Estas mudanças indicam que a entrada e saída de oxigénio não é apenas um “ajuste” pequeno: pode desencadear transformações estruturais mensuráveis, com impacto directo nas propriedades funcionais do SFCO.

Reversibilidade: o SFCO regressa ao estado inicial com o retorno do oxigénio

Outro ponto central é que o mecanismo se revelou reversível. Não só é possível retirar oxigénio, como o SFCO volta ao seu estado original quando o oxigénio é reintroduzido. Para a engenharia de materiais, esta característica é especialmente valiosa, porque permite imaginar componentes que alternam entre estados sem dano acumulado.

Apesar de os investigadores já suspeitarem que o SFCO pudesse exibir mudanças interessantes de estado, não antecipavam a amplitude das reorganizações completas provocadas pela adição e subtracção de oxigénio.

“É como dar pulmões ao cristal, e ele consegue inspirar e expirar oxigénio quando se quer”, explica Jeen.

Aplicações: células de combustível de óxido sólido e além

Uma aplicação directa apontada para este tipo de comportamento são as células de combustível de óxido sólido, que geram electricidade a partir de hidrogénio. Estes dispositivos dependem, precisamente, de materiais que consigam absorver e libertar oxigénio de forma estável, reversível e com condições de funcionamento razoavelmente práticas - exactamente o tipo de processo evidenciado aqui.

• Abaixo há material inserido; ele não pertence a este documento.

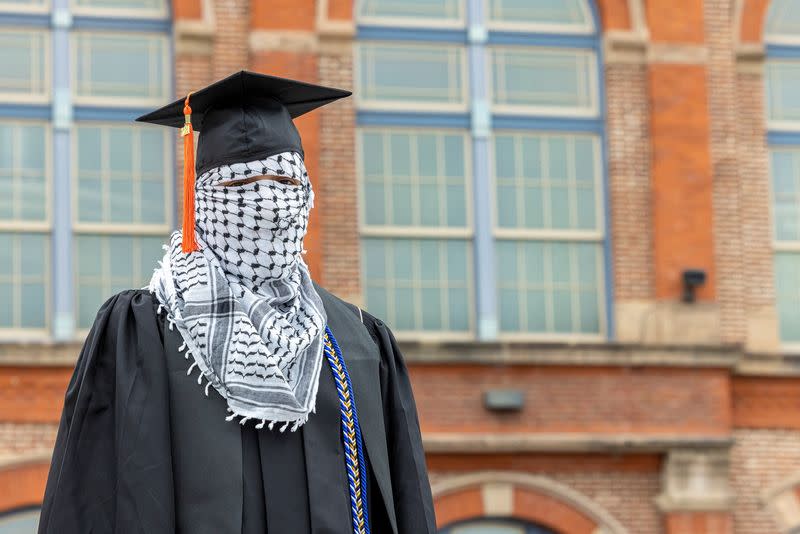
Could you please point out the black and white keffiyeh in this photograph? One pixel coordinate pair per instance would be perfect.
(245, 304)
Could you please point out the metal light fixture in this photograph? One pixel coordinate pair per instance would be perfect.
(692, 279)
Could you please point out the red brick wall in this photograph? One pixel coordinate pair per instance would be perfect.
(681, 177)
(568, 399)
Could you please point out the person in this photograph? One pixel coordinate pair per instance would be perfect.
(306, 421)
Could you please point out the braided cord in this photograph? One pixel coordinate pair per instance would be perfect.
(351, 435)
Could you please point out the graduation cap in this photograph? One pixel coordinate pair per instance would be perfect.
(244, 117)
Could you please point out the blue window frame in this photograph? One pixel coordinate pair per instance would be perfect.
(88, 194)
(535, 164)
(782, 79)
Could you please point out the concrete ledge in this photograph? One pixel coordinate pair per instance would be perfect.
(40, 353)
(586, 354)
(453, 442)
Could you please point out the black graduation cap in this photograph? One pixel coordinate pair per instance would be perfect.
(244, 117)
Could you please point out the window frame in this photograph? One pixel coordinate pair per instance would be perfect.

Para além das células de combustível, materiais com “respiração” de oxigénio podem ganhar interesse em sensores (por exemplo, deteção de variações de oxigénio em ambientes industriais) e em dispositivos de comutação onde pequenas alterações químicas controlam, de forma repetível, a condução eléctrica e outras propriedades.

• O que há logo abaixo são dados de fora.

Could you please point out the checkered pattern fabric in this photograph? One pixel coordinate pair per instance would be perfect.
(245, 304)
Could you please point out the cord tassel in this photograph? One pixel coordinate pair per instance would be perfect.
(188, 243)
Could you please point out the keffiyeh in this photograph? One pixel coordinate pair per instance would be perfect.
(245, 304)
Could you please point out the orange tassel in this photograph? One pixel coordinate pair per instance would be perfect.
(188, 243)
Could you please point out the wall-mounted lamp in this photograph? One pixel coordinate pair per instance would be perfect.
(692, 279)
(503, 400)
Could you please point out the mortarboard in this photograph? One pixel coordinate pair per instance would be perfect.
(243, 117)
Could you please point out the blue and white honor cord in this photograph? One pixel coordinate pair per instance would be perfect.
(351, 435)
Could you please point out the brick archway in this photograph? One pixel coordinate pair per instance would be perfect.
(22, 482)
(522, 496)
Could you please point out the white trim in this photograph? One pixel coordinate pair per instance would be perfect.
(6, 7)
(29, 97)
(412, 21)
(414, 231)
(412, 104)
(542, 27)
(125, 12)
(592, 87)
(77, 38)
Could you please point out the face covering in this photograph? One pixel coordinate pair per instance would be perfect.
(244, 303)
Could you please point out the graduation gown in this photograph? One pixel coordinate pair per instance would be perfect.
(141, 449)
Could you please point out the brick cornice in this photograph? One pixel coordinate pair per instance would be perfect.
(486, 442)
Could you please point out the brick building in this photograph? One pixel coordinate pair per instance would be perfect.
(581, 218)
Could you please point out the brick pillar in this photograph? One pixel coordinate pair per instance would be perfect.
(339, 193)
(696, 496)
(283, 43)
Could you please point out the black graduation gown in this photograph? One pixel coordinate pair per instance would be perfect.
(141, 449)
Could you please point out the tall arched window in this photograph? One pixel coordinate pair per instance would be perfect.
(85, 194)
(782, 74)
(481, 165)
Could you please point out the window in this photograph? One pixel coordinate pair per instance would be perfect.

Limitações actuais e próximos passos

Ainda que os autores sublinhem que o processo ocorre em condições relativamente comuns, é importante notar que os ensaios foram feitos em ambientes laboratoriais muito controlados, sem interferências externas. Melhorar a robustez do fenómeno fora dessas condições - bem como avaliar o desempenho após muitos ciclos de “inspiração/expiração” e em arquitecturas de dispositivos reais - é um passo natural para estudos seguintes.

Mesmo com essas limitações, o trabalho representa um avanço relevante para quem procura materiais programáveis capazes de alternar entre diferentes estados sem sofrer danos, e é provável que novas descobertas surjam a partir das bases estabelecidas por esta investigação.

“Este é um passo importante rumo à concretização de materiais inteligentes capazes de se ajustarem em tempo real”, afirma o químico Hiromichi Ohta, da Universidade de Hokkaido, no Japão.

A investigação foi publicada na revista Nature Communications.